Description
Pandas version checks
- I have checked that the issue still exists on the latest versions of the docs on
main
here
Location of the documentation
https://pandas.pydata.org/pandas-docs/stable/user_guide/integer_na.html
Documentation problem
When adding a new column to an exisitng dataframe using pd.NA is tricky.
>>> df = pd.DataFrame({'A': [1, 2]})
>>> df.dtypes
A int64
dtype: object
>>> df
A
0 1
1 2
Adding a new column of type datetime64[ns]

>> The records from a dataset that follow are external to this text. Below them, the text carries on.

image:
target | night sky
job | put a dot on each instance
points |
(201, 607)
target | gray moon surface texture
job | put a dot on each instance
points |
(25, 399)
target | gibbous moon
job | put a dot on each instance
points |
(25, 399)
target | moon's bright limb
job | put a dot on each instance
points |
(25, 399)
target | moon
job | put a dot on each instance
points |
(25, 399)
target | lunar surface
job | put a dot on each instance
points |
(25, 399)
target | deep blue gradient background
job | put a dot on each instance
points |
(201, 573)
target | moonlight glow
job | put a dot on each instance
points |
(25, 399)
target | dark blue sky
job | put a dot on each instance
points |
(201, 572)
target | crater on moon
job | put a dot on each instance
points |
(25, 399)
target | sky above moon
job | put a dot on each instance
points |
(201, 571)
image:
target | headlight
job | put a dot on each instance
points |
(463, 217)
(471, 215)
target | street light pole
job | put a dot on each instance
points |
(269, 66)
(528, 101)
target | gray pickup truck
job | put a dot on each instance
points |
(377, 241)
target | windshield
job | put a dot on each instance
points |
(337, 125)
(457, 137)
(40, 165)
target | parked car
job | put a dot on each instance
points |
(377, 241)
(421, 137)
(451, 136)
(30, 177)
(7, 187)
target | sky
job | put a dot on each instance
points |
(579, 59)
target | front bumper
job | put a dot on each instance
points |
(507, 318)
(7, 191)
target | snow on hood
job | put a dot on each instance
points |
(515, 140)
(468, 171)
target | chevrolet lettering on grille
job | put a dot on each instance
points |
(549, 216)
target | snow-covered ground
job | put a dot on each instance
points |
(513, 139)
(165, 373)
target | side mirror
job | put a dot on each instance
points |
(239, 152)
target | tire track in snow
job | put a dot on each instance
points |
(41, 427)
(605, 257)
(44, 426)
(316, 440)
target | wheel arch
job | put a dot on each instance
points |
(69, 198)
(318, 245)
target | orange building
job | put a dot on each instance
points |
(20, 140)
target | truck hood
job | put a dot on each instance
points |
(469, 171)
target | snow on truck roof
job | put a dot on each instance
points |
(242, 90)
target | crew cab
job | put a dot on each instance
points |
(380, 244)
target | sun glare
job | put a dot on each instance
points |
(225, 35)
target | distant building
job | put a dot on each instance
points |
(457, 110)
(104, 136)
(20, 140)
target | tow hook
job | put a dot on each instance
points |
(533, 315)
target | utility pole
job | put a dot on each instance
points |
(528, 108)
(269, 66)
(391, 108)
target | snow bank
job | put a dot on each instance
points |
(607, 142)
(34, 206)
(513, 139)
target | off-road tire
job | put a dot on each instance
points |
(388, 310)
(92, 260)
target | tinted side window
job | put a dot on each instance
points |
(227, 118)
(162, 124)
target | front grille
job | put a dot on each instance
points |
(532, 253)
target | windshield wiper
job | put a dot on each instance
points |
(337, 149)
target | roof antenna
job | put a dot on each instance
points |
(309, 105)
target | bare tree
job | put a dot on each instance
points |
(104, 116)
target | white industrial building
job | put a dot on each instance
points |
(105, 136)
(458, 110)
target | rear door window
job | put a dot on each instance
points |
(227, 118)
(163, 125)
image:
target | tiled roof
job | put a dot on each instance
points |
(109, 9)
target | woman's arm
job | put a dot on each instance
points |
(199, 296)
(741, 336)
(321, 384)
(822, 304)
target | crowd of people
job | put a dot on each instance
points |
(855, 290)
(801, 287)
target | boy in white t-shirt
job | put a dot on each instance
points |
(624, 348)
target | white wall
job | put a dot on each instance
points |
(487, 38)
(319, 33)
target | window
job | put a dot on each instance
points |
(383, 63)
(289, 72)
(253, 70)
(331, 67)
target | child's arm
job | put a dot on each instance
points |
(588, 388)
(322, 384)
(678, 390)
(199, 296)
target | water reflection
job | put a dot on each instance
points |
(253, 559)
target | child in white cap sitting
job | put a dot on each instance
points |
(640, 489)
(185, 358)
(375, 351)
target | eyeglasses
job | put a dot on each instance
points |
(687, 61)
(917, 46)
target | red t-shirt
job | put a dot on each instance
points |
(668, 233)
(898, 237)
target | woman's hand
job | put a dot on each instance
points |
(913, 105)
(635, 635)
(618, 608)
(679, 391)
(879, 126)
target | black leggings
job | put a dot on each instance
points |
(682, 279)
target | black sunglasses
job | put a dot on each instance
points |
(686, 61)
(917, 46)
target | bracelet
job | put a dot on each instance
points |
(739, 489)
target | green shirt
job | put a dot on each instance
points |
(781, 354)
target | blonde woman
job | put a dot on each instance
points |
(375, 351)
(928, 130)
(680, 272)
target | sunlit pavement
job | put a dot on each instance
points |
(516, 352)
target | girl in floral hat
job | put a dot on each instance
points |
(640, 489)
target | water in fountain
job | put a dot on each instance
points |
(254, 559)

works as expected using pd.NaT
:
>>> df['T'] = pd.NaT
>>> df.dtypes
A int64
T datetime64[ns]
dtype: object
>>> df
A T
0 1 NaT
1 2 NaT
However, adding a column using pd.NA
produces a column of type object
:
>>> df['N'] = pd.NA
>>> df.dtypes
A int64
T datetime64[ns]
N object
dtype: object
>>> df
A T N
0 1 NaT <NA>
1 2 NaT <NA>
That is exactly what it is asked for but not what I was naively expecting (a column of type Int64
)
This is logical as the pd.NA
type is used also for string
and boolean
types and maybe others.
The best way I found to create a new, empty column of a desired nullable type is the following:
>>> df['N'] = pd.Series(dtype='Int64')
>>> df['S'] = pd.Series(dtype='string')
>>> df['B'] = pd.Series(dtype='boolean')
>>> df.dtypes
A int64
T datetime64[ns]
N Int64
S string
B boolean
dtype: object
>>> df
A T N S B
0 1 NaT <NA> <NA> <NA>
1 2 NaT <NA> <NA> <NA>
Suggested fix for documentation
I think it will be enough to mention this point as an additional entry in the page from nullable datatypes, to show that creating a column initialised with pd.NA
is not different to creating a column with any other, non numeric python object.